To create only those effects which others could easily experience gives us a clean new rule of living. For if one does, then what might he do that he must withhold from others? There is no reason to withhold his own actions or regret them (same thing) if one’s own actions are easily experienced by others.

This is a sweeping test (and definition) of good conduct — to do only those things which others can experience.

If you examine your track you will find you are hung up only in those actions a person did which others were not able to receive. Hence a person’s track can become a hodge-podge of violence withheld which pulls in then the violence others caused.

The more actions a person emanated which could not be experienced by others, the worse a person’s track became. Recognizing that he was bad cause, or that there were too many bad causes already, a person ceased causing things — an unhappy state of being.

Pain, misemotion, unconsciousness, insanity all result from causing things others could not experience easily. The reach-withhold phenomena is the basis of all these things. When one sought to reach in such a way as to make it impossible for another to experience, one did not reach, then, did he? To “reach” with a gun against a person who is unwilling to be shot is not to reach the person but a protest. All bad reaches never reached. So there was no communication and the end result was a withhold by the person reaching.
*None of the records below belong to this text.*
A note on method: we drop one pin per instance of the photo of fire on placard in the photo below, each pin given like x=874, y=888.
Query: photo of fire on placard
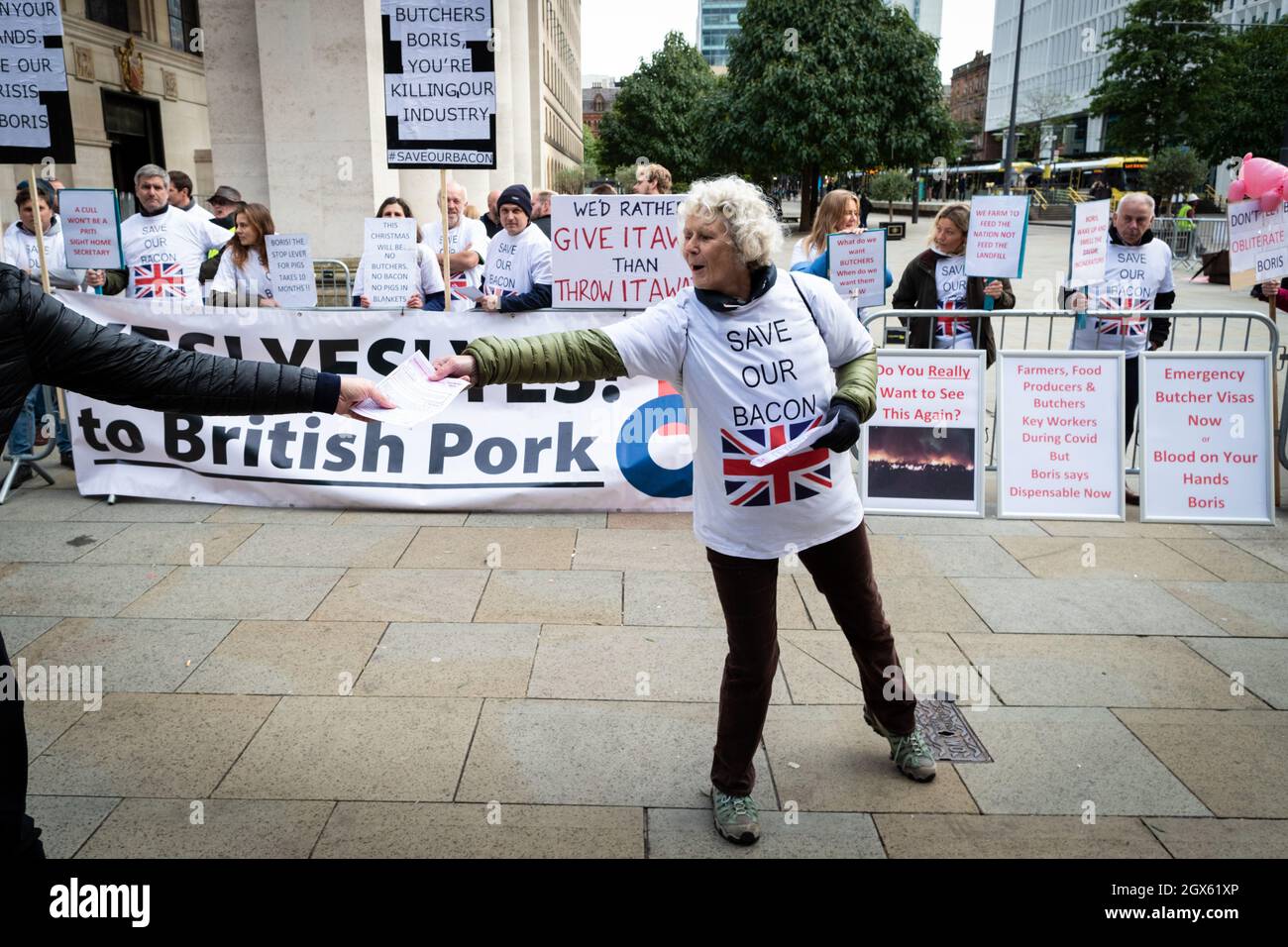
x=914, y=464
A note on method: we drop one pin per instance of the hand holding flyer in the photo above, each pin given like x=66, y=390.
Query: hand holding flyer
x=417, y=399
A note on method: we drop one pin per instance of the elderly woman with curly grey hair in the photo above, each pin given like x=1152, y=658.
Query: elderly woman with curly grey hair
x=764, y=356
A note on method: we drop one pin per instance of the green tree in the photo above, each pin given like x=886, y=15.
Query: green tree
x=1232, y=112
x=1173, y=170
x=655, y=115
x=1153, y=72
x=831, y=88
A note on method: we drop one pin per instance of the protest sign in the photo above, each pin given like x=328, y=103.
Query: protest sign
x=857, y=266
x=91, y=228
x=290, y=262
x=1207, y=449
x=1060, y=432
x=922, y=451
x=616, y=250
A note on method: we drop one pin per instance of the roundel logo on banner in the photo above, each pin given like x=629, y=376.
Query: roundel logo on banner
x=653, y=449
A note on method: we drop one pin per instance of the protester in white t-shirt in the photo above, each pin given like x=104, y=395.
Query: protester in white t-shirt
x=518, y=269
x=430, y=292
x=244, y=277
x=467, y=245
x=163, y=247
x=761, y=357
x=1137, y=282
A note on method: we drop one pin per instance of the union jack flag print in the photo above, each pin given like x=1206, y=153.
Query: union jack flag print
x=795, y=476
x=158, y=279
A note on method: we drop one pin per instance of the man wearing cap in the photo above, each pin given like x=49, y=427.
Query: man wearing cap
x=518, y=264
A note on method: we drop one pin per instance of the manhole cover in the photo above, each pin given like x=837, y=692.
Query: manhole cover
x=947, y=731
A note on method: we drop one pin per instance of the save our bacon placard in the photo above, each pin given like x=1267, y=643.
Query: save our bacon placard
x=616, y=250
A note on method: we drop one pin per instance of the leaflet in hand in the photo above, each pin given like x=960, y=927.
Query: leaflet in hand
x=415, y=397
x=798, y=444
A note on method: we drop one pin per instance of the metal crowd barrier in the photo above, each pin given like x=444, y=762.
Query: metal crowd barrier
x=1035, y=330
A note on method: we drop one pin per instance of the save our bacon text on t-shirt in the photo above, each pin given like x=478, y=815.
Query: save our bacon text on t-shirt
x=754, y=379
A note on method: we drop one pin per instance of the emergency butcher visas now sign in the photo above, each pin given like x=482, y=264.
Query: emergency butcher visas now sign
x=439, y=62
x=619, y=445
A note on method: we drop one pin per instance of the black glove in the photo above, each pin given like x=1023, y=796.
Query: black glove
x=845, y=434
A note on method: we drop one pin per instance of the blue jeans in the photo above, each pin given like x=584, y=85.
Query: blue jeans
x=24, y=434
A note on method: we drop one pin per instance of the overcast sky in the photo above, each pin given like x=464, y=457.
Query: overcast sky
x=614, y=37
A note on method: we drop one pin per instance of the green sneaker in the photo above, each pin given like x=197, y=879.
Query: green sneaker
x=737, y=817
x=911, y=753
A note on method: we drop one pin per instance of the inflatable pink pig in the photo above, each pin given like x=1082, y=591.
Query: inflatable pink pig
x=1260, y=180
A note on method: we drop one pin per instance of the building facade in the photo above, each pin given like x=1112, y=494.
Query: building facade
x=136, y=76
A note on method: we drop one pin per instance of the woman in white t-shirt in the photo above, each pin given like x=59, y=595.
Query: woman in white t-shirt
x=243, y=277
x=761, y=357
x=430, y=294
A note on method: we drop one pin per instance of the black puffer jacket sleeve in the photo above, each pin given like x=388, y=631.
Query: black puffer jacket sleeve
x=43, y=342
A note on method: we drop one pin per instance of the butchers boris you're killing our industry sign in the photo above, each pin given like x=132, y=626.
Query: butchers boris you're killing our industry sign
x=922, y=451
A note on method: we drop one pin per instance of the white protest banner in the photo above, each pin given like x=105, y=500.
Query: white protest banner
x=290, y=262
x=857, y=266
x=389, y=264
x=999, y=231
x=91, y=228
x=616, y=250
x=1089, y=244
x=583, y=446
x=35, y=107
x=439, y=82
x=922, y=451
x=1258, y=244
x=1060, y=433
x=1207, y=438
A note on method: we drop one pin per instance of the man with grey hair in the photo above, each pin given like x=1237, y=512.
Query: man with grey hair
x=1137, y=282
x=163, y=247
x=467, y=244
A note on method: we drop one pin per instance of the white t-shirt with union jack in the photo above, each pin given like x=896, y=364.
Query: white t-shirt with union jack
x=163, y=253
x=1133, y=277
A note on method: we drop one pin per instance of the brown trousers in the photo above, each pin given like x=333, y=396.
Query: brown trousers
x=841, y=570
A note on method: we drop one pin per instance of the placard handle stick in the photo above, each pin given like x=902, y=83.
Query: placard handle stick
x=44, y=265
x=447, y=262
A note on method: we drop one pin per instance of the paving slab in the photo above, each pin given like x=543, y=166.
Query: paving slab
x=142, y=655
x=288, y=544
x=236, y=591
x=490, y=548
x=1081, y=605
x=1054, y=761
x=1252, y=609
x=1260, y=663
x=38, y=589
x=150, y=745
x=688, y=599
x=825, y=759
x=1017, y=836
x=1232, y=759
x=1100, y=672
x=226, y=828
x=65, y=822
x=172, y=544
x=403, y=595
x=287, y=657
x=553, y=596
x=450, y=660
x=632, y=664
x=596, y=753
x=1063, y=557
x=473, y=830
x=691, y=834
x=1222, y=838
x=356, y=748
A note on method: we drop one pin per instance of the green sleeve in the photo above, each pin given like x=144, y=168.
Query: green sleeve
x=575, y=356
x=857, y=382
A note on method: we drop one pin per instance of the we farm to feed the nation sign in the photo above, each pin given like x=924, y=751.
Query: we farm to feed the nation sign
x=439, y=63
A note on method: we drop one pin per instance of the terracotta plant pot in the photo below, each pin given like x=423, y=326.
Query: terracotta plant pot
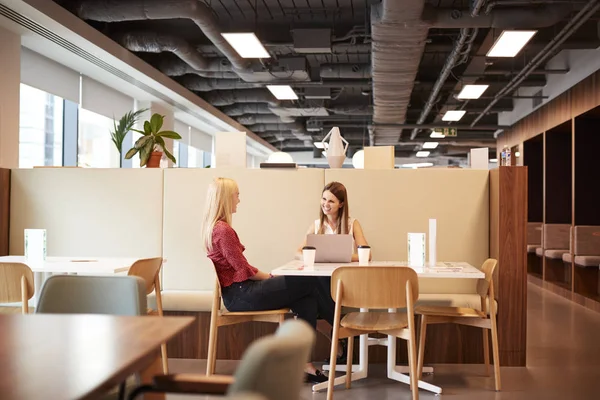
x=154, y=160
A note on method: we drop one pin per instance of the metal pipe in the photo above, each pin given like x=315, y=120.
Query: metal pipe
x=582, y=16
x=437, y=87
x=441, y=125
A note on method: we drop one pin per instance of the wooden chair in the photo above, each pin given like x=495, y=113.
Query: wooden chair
x=374, y=288
x=219, y=316
x=16, y=285
x=468, y=316
x=149, y=270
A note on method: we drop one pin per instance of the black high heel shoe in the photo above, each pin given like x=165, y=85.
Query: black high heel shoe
x=317, y=377
x=342, y=358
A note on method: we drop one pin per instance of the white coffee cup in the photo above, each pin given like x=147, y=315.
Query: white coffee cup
x=308, y=257
x=364, y=253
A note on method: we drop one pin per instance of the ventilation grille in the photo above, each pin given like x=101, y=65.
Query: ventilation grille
x=41, y=31
x=538, y=99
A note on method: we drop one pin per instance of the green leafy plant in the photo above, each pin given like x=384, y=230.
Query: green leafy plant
x=152, y=140
x=121, y=128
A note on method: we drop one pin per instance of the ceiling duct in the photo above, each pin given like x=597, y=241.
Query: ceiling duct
x=345, y=71
x=399, y=31
x=296, y=126
x=153, y=42
x=250, y=119
x=206, y=85
x=139, y=10
x=236, y=110
x=228, y=97
x=398, y=40
x=537, y=16
x=220, y=68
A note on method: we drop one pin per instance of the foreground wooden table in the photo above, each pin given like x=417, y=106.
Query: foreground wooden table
x=52, y=356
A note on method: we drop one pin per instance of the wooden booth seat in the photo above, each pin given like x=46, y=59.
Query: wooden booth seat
x=534, y=236
x=586, y=247
x=556, y=240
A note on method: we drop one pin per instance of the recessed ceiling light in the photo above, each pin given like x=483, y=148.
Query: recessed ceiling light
x=247, y=45
x=453, y=115
x=283, y=92
x=510, y=43
x=472, y=91
x=430, y=145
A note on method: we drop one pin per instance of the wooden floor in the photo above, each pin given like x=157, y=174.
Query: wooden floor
x=563, y=362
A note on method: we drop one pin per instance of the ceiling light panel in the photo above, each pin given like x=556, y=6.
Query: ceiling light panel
x=510, y=43
x=247, y=45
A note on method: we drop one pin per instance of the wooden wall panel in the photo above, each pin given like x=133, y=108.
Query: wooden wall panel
x=579, y=99
x=508, y=206
x=4, y=210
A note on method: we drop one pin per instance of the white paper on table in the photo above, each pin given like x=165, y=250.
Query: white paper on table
x=432, y=241
x=35, y=244
x=416, y=249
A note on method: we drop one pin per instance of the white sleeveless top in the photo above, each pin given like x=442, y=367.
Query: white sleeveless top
x=329, y=231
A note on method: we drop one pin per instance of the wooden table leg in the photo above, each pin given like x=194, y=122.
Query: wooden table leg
x=148, y=374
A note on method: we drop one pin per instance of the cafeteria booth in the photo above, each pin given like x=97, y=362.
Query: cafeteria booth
x=143, y=213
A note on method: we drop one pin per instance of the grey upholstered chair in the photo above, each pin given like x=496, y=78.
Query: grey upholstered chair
x=75, y=294
x=273, y=366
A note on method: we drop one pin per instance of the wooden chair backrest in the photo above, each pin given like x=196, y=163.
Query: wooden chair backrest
x=147, y=269
x=375, y=287
x=14, y=277
x=483, y=284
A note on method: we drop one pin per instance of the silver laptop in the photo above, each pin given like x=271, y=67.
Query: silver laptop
x=331, y=248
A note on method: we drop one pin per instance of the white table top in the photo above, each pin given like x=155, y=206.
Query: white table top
x=441, y=269
x=80, y=265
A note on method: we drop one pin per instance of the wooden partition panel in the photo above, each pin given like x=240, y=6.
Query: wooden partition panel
x=533, y=158
x=508, y=215
x=276, y=208
x=558, y=196
x=89, y=212
x=4, y=210
x=587, y=171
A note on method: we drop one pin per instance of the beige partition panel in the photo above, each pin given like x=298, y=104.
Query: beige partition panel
x=276, y=208
x=89, y=212
x=391, y=203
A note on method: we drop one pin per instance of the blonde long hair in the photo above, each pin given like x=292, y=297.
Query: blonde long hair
x=219, y=202
x=339, y=191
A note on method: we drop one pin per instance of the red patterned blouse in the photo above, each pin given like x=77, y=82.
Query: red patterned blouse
x=228, y=257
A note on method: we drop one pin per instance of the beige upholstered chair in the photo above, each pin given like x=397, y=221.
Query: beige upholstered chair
x=468, y=316
x=149, y=270
x=219, y=316
x=273, y=367
x=374, y=288
x=16, y=285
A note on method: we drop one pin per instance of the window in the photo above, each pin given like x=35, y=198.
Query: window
x=40, y=128
x=95, y=147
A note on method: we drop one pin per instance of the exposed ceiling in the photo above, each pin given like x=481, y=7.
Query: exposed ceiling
x=381, y=70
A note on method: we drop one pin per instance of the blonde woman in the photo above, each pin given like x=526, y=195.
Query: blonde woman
x=246, y=288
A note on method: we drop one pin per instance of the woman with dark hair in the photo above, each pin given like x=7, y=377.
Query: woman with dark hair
x=334, y=218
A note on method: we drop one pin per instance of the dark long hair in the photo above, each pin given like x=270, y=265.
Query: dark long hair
x=339, y=191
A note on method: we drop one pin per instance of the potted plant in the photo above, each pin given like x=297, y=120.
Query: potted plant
x=121, y=129
x=152, y=143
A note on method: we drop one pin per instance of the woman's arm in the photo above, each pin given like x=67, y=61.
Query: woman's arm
x=309, y=231
x=359, y=239
x=230, y=246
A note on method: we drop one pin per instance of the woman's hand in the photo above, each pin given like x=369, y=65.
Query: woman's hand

This reach-withhold became at last an inability to reach — therefore low communication, low reality, low affinity.

All bad acts then are those acts which cannot be easily experienced at the target end.

On this definition let us review our own “bad acts” (or overts). Which ones were bad. Only those that could not be easily experienced by another were bad. Thus which of society’s favorite bad acts are bad? Acts of real violence resulting in pain, unconsciousness, insanity and heavy loss could at this time be considered bad. Well what other acts of yours do you consider “bad”? The things which you have done which you could not easily yourself experience were bad. But the things which you have done which you yourself could have experienced had they been done to you were not bad. That certainly changes one’s view of things!

Only processing can bring a person to a point where he or she could experience anything without enduring consequence. So it is no wonder that philosophy of yesteryear was stopped on “happiness” as a subject.

But all processes from the beginning of Dianetics and Scientology until now which improved the ability to confront (or experience) were gaining toward the goal. All processes that eradicated experience only were poor processes. The early drop in gains in processing (1950) came about because people dramatized an eradication of all badness. The auditors were unwilling to let the pcs experience anything, the pcs sought to get rid of things without experiencing things.

There is no need to lead a violent life just to prove one can experience. The idea is not to prove one can experience but to regain the ability to experience which is only done in processing.

Thus today we have two golden rules for happiness:

l. Be able to experience anything; and

2. Cause only those things which others are able to experience easily.

Your reaction to these tells you how far you have yet to go in processing. And that is the first time we knew that.

And if we achieve these two golden rules, we Scientologists would be the happiest and most successful people in this universe for who could rule any of us with evil?

Of course these are the characteristics of gods — But who said we were trying to make anything else?